Татьяна Казимировна объяснила ей, что желает взять комнату посуточно — и самую дешевую.
— Наверху есть… в рубль… Дешевле нет.
И все это управительница выговаривала таким тоном, точно ее сейчас стошнит, и с местным акцентом. К такому акценту Татьяна Казимировпа была чувствительна, ей всегда казалось, что и ее русский выговор вроде этого.
— Эленка! — крикнула управительница вверх по деревянной лестнице и прибавила по-польски: — Покажи номер тринадцатый.
‘Номер тринадцатый, — подумала Круковская. — Не к добру…’
У ней не было обычных предрассудков, ни русских, ни польских, по крайней мере, она усиленно боролась с ними.
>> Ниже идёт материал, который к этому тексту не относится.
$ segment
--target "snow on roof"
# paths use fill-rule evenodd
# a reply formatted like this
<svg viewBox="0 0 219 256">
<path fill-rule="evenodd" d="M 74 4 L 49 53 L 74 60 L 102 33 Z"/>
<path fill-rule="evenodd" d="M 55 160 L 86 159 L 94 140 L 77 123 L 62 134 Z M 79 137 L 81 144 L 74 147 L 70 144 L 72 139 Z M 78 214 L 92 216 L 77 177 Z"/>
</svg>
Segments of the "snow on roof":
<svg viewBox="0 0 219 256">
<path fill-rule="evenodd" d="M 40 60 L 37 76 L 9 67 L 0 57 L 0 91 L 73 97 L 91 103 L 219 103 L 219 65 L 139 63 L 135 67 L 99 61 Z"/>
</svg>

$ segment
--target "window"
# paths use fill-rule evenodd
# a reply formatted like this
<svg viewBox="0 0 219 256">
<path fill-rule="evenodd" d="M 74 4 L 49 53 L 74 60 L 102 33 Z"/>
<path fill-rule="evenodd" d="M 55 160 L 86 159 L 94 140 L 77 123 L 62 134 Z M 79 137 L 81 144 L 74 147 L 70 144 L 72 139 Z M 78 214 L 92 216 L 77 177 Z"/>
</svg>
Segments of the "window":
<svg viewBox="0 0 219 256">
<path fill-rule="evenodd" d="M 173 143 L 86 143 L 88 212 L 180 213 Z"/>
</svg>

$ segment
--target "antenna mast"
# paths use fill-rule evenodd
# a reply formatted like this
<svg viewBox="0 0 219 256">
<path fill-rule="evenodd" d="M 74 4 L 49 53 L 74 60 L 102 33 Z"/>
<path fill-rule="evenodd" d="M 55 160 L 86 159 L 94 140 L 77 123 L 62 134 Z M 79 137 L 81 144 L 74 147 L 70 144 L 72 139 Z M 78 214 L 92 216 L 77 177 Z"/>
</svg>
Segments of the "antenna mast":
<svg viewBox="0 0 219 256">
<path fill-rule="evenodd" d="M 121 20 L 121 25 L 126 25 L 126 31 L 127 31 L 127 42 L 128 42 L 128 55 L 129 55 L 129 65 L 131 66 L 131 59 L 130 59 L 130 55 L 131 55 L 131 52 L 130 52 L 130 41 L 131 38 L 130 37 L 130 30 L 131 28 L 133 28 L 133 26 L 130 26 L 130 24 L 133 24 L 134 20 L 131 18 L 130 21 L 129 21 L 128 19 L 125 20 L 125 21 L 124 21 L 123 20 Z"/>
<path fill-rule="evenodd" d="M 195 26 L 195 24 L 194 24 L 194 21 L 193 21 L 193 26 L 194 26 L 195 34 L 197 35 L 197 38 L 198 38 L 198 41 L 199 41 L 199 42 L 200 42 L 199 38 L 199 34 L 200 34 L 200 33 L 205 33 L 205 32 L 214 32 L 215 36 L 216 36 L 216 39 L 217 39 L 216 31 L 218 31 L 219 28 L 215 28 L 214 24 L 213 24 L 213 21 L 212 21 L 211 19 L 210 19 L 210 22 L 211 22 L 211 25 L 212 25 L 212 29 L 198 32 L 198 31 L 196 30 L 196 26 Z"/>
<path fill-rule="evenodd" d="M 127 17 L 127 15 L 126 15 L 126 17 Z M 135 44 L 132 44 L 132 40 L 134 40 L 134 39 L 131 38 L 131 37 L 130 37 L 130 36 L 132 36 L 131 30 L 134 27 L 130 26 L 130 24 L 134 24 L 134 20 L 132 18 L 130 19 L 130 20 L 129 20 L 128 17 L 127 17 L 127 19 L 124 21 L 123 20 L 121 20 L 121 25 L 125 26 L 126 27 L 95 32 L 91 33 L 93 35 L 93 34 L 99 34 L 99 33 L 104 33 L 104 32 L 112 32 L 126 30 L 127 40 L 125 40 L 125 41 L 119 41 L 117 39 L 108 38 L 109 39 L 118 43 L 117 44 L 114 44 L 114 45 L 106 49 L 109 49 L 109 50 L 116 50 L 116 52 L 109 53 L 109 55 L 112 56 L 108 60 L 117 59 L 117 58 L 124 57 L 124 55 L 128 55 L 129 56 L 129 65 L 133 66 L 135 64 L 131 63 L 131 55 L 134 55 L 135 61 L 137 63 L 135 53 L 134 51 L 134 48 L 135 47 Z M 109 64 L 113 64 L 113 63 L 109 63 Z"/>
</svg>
Но две приметы и ей были неприятны: число тринадцать и встреча со священником.
Номер показала ей горничная, совсем уже местного вида: босая, в черных косах, в пестрой юбке и ситцевой кофте, очень полная, с добрейшим выражением раскосых глаз.
Они сейчас же заговорили по-польски. Эленка бросилась таскать вещи вместе с мальчиком и раза два уже приложилась к плечику Татьяны Казимировиы.
Мальчик, когда извозчик был отпущен и вещи все внесены в номер, откашлянул в руку и сладко-сладко выговорил:
— Пачпорт соблаговолите?
— Сейчас же?
Она недолюбливала никаких полицейских подробностей.
— У нас строго… по этой части.
Его язык отзывался так большим русским городом, что она спросила его:
— Вы сами здешний?
— Никак нет-с. Я петербургский. Меня арендатели привезли.
— Какие арендаторы?
— Которые содержат гостиницу и вокзал-с… Господа наши.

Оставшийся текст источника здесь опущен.